Robert Biedroń stanowczo zaprzeczył w Radio ZET, jakoby namawiał do tego, by w PE nie głosowano na kandydatów PiS, o co oskarżył go Ryszard Czarnecki. Lider Wiosny i europoseł twierdził, że to kłamstwo, a po chwili Czarnecki udostępnił treść maila, który rozsyłano w PE - podpisany pod nim jest właśnie Biedroń. Polityk PiS zapowiedział pozew wobec Biedronia, jeśli ten go nie przeprosi.
Zobacz wideo

Na antenie Radia ZET prowadząca rozmowę Beata Lubecka dopytywała lidera Wiosny, europosła, Roberta Biedronia o zarzuty kierowane wobec niego przez Ryszarda Czarneckiego.
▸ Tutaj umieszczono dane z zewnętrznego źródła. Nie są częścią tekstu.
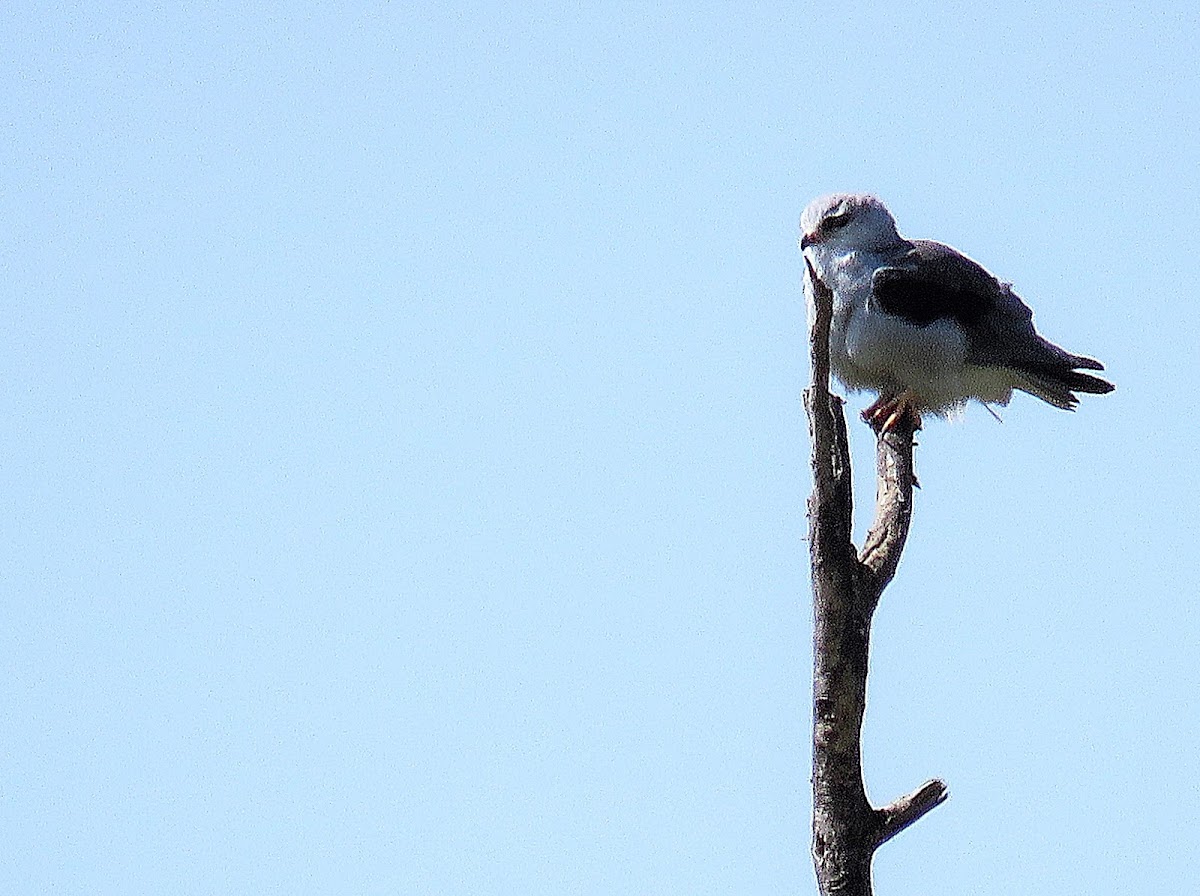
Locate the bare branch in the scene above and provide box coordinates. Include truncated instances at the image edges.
[804,259,946,896]
[859,417,916,602]
[875,778,950,846]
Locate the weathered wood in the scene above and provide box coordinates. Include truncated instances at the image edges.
[804,255,947,896]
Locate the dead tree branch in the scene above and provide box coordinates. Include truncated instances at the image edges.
[804,255,947,896]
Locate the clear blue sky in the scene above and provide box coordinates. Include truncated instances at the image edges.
[0,2,1200,896]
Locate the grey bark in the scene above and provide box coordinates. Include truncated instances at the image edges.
[804,259,947,896]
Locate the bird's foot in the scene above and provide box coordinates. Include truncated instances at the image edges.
[863,389,920,435]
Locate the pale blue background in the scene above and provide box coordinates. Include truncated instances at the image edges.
[0,2,1200,896]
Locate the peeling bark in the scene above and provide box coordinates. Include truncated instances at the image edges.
[804,265,947,896]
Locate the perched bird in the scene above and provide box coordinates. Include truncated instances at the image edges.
[800,193,1112,432]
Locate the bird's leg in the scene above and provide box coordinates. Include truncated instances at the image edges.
[863,389,920,434]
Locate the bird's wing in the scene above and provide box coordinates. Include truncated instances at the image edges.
[871,240,1008,332]
[871,240,1112,407]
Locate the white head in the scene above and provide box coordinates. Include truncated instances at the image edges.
[800,193,900,258]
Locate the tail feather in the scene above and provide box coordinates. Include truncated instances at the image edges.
[1014,355,1116,410]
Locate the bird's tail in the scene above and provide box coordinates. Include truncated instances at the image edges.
[1014,353,1116,410]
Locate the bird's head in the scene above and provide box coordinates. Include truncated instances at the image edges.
[800,193,900,257]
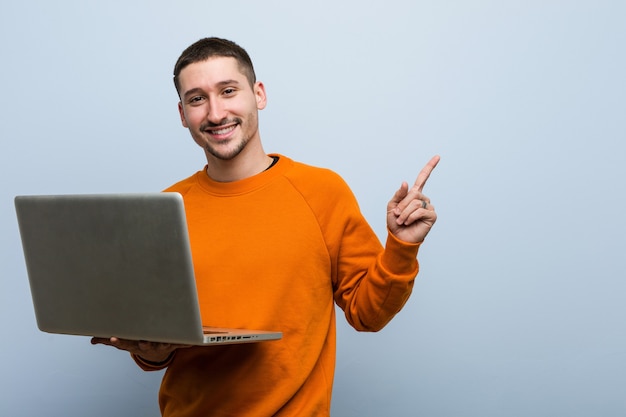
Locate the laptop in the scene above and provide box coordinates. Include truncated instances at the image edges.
[15,193,282,345]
Europoseł PiS w rozmowie z tysol.pl (portal "Tygodnika Solidarność") stwierdził, że Biedroń rozsyłał do członków Parlamentu Europejskiego maile z apelem, by nie głosowali za ludźmi z Prawa i Sprawiedliwości.

To jakaś mania prześladowcza PiS. To jakieś kompletne bzdury. Ryszard Czarnecki nie wiem co bierze, ale nie powinien mówić takich rzeczy, bo to jest nieprawda

- odpierał te zarzuty Biedroń, po czym zaapelował, by Czarnecki pokazał w takim razie wspomniane maile. Co więcej, powiedział, że Czarnecki kłamie. Dopytywany, czy w takim razie zareaguje na słowa Czarneckiego, stwierdził tylko, by go "nie podpuszczano". - Czyli spuśćmy zasłonę milczenia? - skwitowała Lubecka. - Tak, bo to wstyd kłamać - odparł Biedroń.

Czarnecki zapowiada pozew i ujawnia maila Biedronia

Na to zareagował błyskawicznie europoseł Ryszard Czarnecki. Mariusz Gierszewski z Radia ZET zatweetował, że Czarnecki zapowiada pozwanie Biedronia, jeżeli ten nie przeprosi za swoje słowa.

Gierszewski zamieścił też maila, którego otrzymał od Czarneckiego, na dowód, że Biedroń rzeczywiście lobbował za niegłosowaniem za kandydatami PiS. Pod mailem podpisany jest Robert Biedroń, a wytyczne dotyczą tego, by nie oddawać głosu na: Ryszarda Czarneckiego, Witolda Waszczykowskiego, Zdzisława Krasnodębskiego i Beatę Szydło.

Nie wiadomo jedynie, do kogo dokładnie trafiła wiadomość, adresatem jest domyślnie grupa S&D, czyli Grupa Postępowego Sojuszu Socjalistów i Demokratów.